Afghanistan: Trump’s idea of inviting leaders of the Taliban to Camp David, the presidential retreat, to discuss a deal on which the United States would withdraw thousands of troops from Afghanistan didn’t go well with John Bolton. The Washington Post reported that tensions had risen to the point that Zalmay Khalilzad, the US negotiator with the Taliban, refused to share his draft deal with Bolton for fear he would scuttle it. Trump ultimately said he canceled the Taliban meeting, citing an attack that killed a US soldier, and said the talks were dead.
Iran: Bolton has long been a vociferous hawk on Iran.
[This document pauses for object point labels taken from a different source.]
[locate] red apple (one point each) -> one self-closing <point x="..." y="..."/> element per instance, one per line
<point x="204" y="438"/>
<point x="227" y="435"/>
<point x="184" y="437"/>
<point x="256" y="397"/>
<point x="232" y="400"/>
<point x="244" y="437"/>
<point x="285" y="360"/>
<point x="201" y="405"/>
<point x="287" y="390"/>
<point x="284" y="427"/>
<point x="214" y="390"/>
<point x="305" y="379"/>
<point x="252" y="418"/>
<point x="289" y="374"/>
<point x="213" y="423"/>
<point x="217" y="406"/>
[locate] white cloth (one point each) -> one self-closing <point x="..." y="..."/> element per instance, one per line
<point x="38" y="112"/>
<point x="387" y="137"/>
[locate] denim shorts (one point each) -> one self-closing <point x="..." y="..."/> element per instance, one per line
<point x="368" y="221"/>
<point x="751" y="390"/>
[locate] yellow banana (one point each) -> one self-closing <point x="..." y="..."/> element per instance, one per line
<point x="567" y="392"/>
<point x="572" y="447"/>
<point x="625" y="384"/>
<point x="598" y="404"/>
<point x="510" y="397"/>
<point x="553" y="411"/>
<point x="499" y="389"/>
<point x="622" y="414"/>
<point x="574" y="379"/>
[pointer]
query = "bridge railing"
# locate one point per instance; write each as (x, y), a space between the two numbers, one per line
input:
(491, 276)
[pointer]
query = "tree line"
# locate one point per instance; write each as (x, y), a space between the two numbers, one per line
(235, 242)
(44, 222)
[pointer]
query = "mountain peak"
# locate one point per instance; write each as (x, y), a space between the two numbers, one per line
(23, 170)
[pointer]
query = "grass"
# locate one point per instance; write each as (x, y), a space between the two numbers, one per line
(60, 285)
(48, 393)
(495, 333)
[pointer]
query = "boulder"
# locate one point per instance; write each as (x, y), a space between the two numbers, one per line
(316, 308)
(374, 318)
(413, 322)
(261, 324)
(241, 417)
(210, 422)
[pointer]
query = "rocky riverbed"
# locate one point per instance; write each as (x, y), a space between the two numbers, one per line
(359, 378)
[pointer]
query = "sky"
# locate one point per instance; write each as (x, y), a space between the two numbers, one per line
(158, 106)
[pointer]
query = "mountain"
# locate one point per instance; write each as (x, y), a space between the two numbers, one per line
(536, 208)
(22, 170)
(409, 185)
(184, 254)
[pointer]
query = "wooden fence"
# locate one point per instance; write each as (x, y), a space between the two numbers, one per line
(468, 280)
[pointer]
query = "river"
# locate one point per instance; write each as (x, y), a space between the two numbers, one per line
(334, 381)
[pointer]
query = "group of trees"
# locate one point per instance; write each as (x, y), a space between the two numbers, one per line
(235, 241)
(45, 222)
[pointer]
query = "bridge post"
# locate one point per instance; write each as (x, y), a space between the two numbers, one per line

In 2015, Bolton wrote an opinion piece in The New York Times bluntly headlined, “To Stop Iran’s Bomb, Bomb Iran.” Shortly after Bolton took office, Trump walked away from an international nuclear deal and slapped punishing sanctions on Iran. But recently Trump has increasingly said that he is open to diplomacy.
North Korea: Bolton is also well-known for his hard line on North Korea. Shortly before his appointment, he wrote in The Wall Street Journal that the United States would be justified in waging a pre-emptive strike on the country. While Trump has been vocal for talks with North Korea, Bolton occasionally been throwing a comment or two that greatly hindered the effort.
Venezuela: Bolton has championed one of Trump’s biggest foreign policy pushes, seeking to topple Venezuelan President Nicolas Maduro, a leftist who presides over a crumbling economy. But Bolton made his exit before Maduro, who remains in power and enjoys support of the military more than half a year after the United States and other major Western and Latin American powers declared him illegitimate. Trump has been speaking less about Venezuela and, according to multiple reports, he chided Bolton in private for overselling the ease with which opposition leader Juan Guaido could take over.